⁶ State Key Laboratory for Novel Software Technology, Nanjing University, Nanjing, 210023, China. Electronic address: [email protected].

PMID: 39550797
DOI: 10.1016/j.neunet.2024.106858

Abstract

Many real-world multi-agent tasks exhibit a nearly decomposable structure, where interactions among agents within the same interaction set are strong while interactions between different sets are relatively weak. Efficiently modeling the nearly decomposable structure and leveraging it to coordinate agents can enhance the learning efficiency of multi-agent reinforcement learning algorithms for cooperative tasks, while existing works typically fail. To overcome this limitation, this paper proposes a novel algorithm named Dual Collaborative Constraints (DCC) that identifies the interaction sets as subtasks and achieves both intra-subtask and inter-subtask coordination. Specifically, DCC employs a bi-level structure to periodically distribute agents into multiple subtasks, and proposes both local and global collaborative constraints based on mutual information to facilitate both intra-subtask and inter-subtask coordination among agents.
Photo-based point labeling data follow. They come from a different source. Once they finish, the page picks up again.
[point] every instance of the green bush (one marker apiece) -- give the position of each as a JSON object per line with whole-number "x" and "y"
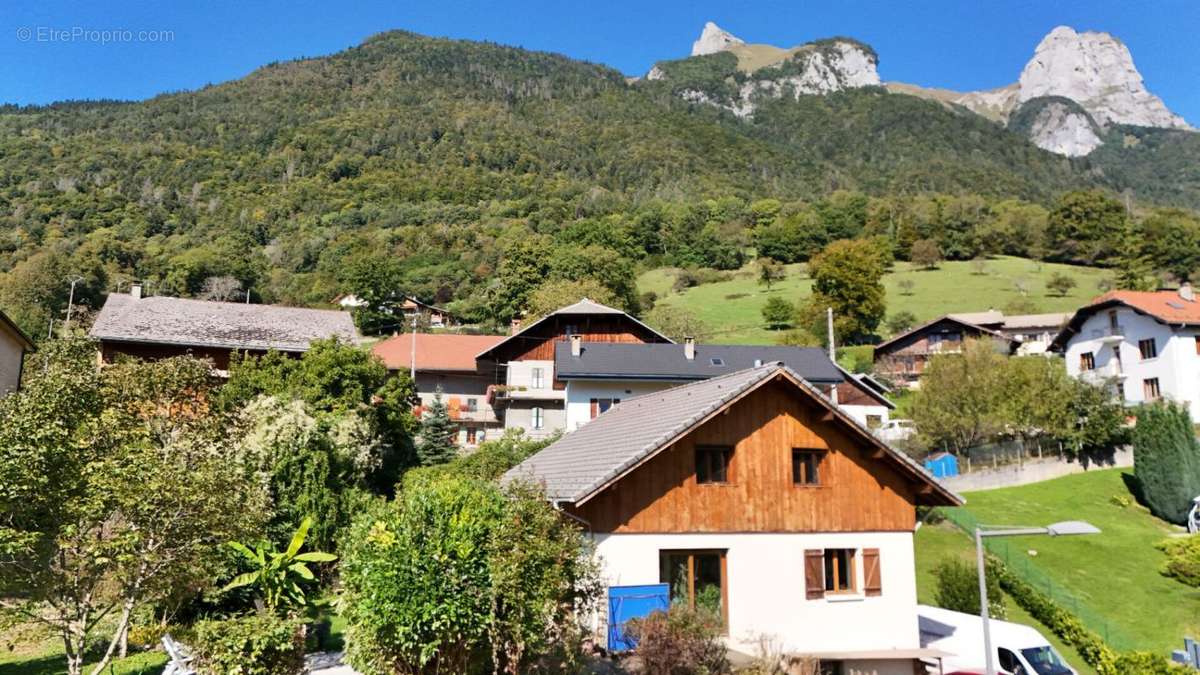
{"x": 457, "y": 572}
{"x": 958, "y": 589}
{"x": 1167, "y": 460}
{"x": 258, "y": 644}
{"x": 679, "y": 641}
These two constraints ensure that agents within the same subtask reach a consensus on their local action selections and all of them select superior joint actions that maximize the overall task performance. Experimentally, we evaluate DCC on various cooperative multi-agent tasks, and its superior performance against multiple state-of-the-art baselines demonstrates its effectiveness.

Keywords: Cooperative tasks; Coordination; Multi-agent reinforcement learning; Nearly decomposable structure.